En 2012 le duo retrouve le club qu’ils ont quitté pour tenter d’exister loin du football. Torre Levante est un petit club qui est avant tout un club formateur pour les plus grosses cylindrées de la région ou d’ailleurs comme le montre le partenariat avec l’Atletico. Ismael sera l’entraîneur principal, Juan le fidèle adjoint. Les deux étaient entraîneur des jeunes du club avant d’être catapultés à la tête de l’équipe première. En 2013 un an après leur début, ils offrent au club une monté historique en Tercera, un niveau inédit pour le club. L’histoire des deux hommes avec Torre Levante dure 4 saisons. Le temps de stabiliser le club en D3 et surtout de lui permettre de nouer de nombreux partenariats à l’étranger.

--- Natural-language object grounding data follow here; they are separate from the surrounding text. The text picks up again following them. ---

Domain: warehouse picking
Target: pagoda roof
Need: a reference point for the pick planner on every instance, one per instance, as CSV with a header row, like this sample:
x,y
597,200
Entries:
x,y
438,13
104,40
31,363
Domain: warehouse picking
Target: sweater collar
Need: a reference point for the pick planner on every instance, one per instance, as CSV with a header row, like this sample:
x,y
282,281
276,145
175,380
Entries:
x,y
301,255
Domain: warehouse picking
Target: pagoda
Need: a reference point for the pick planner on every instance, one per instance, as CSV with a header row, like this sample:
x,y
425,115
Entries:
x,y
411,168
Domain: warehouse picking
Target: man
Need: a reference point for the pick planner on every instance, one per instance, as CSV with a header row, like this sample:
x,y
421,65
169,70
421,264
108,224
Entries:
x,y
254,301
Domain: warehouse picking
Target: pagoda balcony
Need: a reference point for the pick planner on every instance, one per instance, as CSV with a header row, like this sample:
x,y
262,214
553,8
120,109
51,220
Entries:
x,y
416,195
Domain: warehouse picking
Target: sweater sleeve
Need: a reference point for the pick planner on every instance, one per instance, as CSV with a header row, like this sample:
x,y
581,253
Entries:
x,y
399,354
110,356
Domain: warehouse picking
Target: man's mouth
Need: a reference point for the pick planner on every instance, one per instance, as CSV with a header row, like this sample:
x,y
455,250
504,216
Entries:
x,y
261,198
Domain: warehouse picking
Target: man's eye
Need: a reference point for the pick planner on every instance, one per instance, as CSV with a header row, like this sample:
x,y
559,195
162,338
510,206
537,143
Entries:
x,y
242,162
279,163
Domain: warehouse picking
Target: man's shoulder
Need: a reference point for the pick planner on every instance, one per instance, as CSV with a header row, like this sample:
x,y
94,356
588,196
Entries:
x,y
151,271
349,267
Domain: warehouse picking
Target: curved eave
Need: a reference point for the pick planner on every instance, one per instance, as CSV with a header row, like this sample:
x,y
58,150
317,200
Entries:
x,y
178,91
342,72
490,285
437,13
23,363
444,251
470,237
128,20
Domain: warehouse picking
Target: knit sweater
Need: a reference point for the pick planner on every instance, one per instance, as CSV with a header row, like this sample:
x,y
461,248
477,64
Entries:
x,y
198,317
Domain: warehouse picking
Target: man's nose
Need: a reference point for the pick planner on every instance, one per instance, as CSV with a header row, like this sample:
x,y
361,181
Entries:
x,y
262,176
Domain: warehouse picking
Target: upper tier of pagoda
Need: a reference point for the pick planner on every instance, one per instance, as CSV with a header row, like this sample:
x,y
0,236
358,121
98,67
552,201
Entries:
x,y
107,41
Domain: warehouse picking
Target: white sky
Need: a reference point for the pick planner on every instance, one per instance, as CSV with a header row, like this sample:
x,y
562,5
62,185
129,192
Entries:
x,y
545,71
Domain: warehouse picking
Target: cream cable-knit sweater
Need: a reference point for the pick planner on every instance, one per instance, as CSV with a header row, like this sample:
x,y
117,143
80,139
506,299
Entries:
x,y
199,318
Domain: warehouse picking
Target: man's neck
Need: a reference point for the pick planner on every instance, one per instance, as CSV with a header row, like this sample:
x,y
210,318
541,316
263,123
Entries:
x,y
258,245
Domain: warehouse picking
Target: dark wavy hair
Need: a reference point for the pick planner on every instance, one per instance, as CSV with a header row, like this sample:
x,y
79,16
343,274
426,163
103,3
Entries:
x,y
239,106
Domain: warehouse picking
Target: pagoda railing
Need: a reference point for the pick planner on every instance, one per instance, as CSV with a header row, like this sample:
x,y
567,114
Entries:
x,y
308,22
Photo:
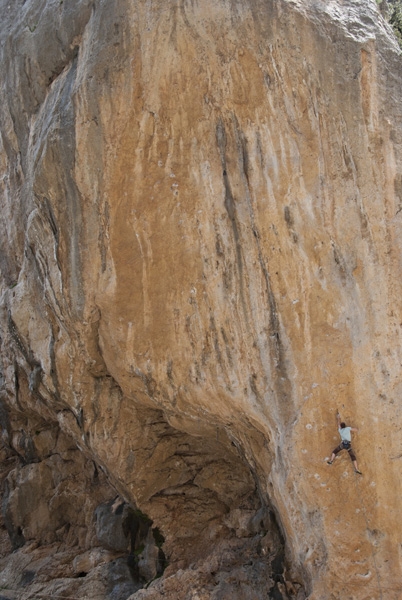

C’est l’un d’eux qui va changer la carrière des deux hommes du tout au tout. En 2016, une délégation d’Envigado, un club colombien approche Juan et Ismael. Le club qui est connu pour avoir formé des joueurs de renom au pays comme Freddy Guarin ou encore James Rodriguez suit les Rescalvo depuis quelques mois. Surtout que la philosophie du club est de performer grâce à des joueurs passés par les catégories de jeunes du club. Une philosophie que connaisent parfaitement les deux Espagnols. Au terme de la saison 2015-2016, l’annonce est officielle. Les natifs de Valence franchissent le pas.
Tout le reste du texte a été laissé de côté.